There is no doubt that some of the FCA's Enforcement caseload has moved slowly in the last few years; this is the experience of many practitioners in this area, including us. The FCA was roundly criticised for a delayed investigation by the Upper Tribunal in 2023. However, the issue in our view is not caused by a lack of publicity over the cases the FCA is pursuing, or likely to be resolved by greater publicity. It is more likely to be resolved by more strategic case selection by the FCA than we have seen in recent years, and better resourced Enforcement teams.

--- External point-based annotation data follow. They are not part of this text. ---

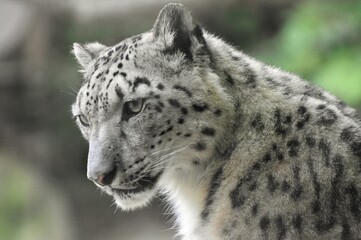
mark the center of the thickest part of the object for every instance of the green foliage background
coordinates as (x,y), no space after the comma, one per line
(321,41)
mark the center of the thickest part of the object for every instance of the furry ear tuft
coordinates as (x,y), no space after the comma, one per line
(174,20)
(86,53)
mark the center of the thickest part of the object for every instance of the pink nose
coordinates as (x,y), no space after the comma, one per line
(105,179)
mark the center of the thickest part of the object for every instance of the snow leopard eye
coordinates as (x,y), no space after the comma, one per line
(133,107)
(83,120)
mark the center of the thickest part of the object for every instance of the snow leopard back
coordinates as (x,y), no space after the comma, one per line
(242,150)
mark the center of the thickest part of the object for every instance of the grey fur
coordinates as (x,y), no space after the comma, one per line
(241,149)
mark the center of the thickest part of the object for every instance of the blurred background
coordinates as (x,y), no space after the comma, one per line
(44,192)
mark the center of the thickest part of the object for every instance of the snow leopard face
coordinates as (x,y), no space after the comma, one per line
(147,107)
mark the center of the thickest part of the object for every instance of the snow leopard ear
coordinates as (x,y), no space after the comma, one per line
(87,52)
(176,27)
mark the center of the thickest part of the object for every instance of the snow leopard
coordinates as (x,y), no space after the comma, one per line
(239,149)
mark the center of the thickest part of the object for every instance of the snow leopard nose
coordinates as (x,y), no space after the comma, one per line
(104,179)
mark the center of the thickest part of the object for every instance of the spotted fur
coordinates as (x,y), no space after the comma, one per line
(242,150)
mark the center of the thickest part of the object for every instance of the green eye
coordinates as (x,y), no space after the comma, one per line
(132,108)
(83,120)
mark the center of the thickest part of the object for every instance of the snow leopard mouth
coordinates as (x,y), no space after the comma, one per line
(148,182)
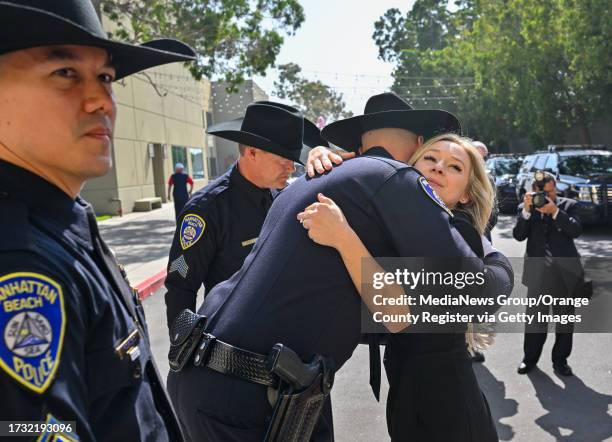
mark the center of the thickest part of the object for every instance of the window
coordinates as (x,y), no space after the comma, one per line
(179,155)
(551,163)
(197,162)
(528,162)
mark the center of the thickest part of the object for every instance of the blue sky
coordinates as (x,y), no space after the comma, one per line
(335,45)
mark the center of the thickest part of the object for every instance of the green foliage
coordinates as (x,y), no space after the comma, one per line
(525,67)
(313,98)
(235,39)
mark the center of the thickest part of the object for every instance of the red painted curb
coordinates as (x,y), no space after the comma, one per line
(150,285)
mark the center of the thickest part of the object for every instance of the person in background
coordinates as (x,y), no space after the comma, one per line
(177,187)
(75,344)
(550,231)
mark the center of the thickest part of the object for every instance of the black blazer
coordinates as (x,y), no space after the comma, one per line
(541,230)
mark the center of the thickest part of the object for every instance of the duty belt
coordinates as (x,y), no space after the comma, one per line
(300,388)
(233,361)
(188,342)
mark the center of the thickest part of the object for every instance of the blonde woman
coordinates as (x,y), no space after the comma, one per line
(437,389)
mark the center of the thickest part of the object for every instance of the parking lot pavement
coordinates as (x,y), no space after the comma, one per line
(540,407)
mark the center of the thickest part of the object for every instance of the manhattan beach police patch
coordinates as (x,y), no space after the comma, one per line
(32,322)
(192,229)
(433,195)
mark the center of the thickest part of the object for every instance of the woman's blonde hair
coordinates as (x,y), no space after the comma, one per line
(479,207)
(479,190)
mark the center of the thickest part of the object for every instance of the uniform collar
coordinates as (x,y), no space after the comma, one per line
(254,193)
(377,151)
(43,199)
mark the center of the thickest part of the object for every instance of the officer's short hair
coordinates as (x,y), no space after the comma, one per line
(548,178)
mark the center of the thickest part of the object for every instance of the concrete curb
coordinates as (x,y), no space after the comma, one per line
(147,287)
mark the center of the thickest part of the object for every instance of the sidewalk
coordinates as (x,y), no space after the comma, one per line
(141,241)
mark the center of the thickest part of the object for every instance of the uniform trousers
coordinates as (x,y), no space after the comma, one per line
(435,397)
(215,407)
(535,333)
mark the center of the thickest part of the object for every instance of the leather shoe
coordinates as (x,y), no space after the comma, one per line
(563,369)
(524,368)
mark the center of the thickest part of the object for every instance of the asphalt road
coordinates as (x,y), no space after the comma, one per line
(539,407)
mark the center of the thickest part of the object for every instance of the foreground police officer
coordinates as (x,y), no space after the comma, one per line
(75,345)
(274,298)
(219,226)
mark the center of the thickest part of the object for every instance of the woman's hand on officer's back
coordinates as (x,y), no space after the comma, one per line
(326,223)
(321,158)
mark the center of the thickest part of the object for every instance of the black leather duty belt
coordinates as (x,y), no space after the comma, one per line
(227,359)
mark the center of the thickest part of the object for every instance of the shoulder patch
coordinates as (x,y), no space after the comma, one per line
(32,323)
(433,195)
(57,431)
(192,229)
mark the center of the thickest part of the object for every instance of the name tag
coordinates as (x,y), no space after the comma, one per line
(248,242)
(129,346)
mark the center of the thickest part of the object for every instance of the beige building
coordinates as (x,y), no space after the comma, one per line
(226,107)
(162,118)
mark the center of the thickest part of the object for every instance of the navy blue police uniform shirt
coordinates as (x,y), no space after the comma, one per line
(294,291)
(71,347)
(215,232)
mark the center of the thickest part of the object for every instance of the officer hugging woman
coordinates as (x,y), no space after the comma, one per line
(257,361)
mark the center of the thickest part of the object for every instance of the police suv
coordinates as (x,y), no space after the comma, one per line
(583,172)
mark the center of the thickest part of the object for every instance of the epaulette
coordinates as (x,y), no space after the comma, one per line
(15,232)
(205,196)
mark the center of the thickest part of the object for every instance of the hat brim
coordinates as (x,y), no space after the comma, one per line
(427,122)
(36,27)
(231,130)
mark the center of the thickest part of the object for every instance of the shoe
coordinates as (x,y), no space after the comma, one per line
(478,357)
(563,369)
(524,368)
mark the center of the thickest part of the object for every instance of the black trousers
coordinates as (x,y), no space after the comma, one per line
(215,407)
(537,331)
(436,398)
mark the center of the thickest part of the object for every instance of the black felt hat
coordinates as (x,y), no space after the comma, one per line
(27,24)
(269,126)
(312,134)
(388,110)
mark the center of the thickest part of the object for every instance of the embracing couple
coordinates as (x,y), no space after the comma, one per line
(415,189)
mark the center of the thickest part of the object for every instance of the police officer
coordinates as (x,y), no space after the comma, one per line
(274,298)
(75,345)
(219,226)
(552,266)
(430,374)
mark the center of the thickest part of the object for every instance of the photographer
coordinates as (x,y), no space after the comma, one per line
(549,224)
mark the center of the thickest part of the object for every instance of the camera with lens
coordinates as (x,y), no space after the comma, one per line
(539,198)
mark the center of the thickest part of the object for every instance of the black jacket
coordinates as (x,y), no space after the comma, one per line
(541,231)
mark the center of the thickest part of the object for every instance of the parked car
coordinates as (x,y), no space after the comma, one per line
(583,173)
(504,168)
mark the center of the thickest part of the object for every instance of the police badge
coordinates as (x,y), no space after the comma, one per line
(431,193)
(32,321)
(192,229)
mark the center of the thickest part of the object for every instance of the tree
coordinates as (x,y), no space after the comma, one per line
(229,35)
(313,98)
(522,67)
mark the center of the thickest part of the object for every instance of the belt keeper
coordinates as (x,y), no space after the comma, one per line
(203,350)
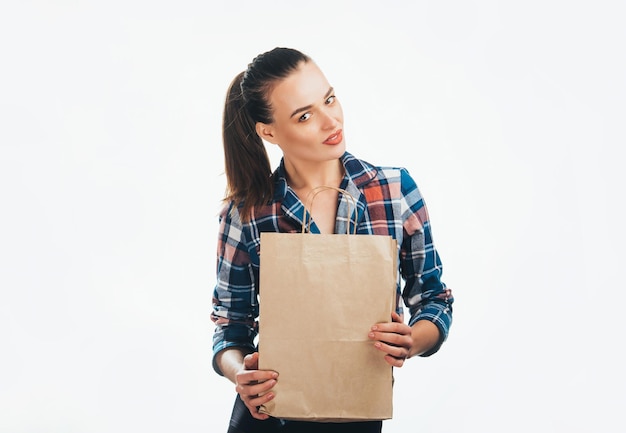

Further, in our view, a number of these proposals are highly controversial. In particular:
- there is no doubt (as the FCA recognises in the CP) that starting an investigation alone is not an indication of 'guilt' - i.e. that the firm or individual has actually breached any regulatory rule – nor should it be read as such. The legal test in FSMA that the FCA must satisfy before it may open an investigation is very low. However, despite any routine FCA statement warning that an announcement of a new investigation is not a finding of a breach, the court of public opinion is unlikely to be concerned with legal detail. Commentary in social or mainstream media about the opening of an investigation may see firms judged publicly – and their reputations damaged – on the basis of presumption and speculation, before any evidence has been gathered or any arguments put forward. It seems to us that would be a retrograde step;
- there is a very real risk of these new proposals leading to serious injustice, as some firms will undoubtedly be exposed to reputational damage (or serious risk of it) even if they are later found to have done nothing wrong. Some firms may well be discouraged from making good arguments they have, because commercially the benefits of doing so would be outweighed by reputational risks, and pressure to try to close the matter and move on;
- fairness of process matters considerably, and there is no doubt that misinformation circulating in public, or commentators rushing to conclusions, can prejudice a fair hearing later on;
- serious disputes between regulated professionals and their regulator need to be resolved in a forum that fairly allows each side to make its arguments without the outcome being prejudged. Regulatory rules and principles are frequently open to interpretation. A firm under FCA investigation may have very good technical arguments to explain why it did what it did, why its people acted reasonably and why it did not breach the FCA's Rules or Principles. It should be allowed to make those arguments to its regulator in a fair and balanced decision making process, and be judged after a thorough review of the evidence. The proper interpretation of the Consumer Duty, MCOB, CONC or the Money Laundering Regulations may matter enormously to a firm, the FCA, and industry more widely. The current process allows for those issues to be addressed in detail, and away from the public gaze, before a decision is made and then publicised. There is a risk that in the future these issues will simply not be ventilated - to the detriment of the financial services industry as a whole - because the reputational risk to firms of being found to be 'under investigation' at all will be too great;
- in our view there are arguments that by taking this step, the FCA is making the environment for regulated businesses in the UK less – not more – attractive, compared to the UK's international peers.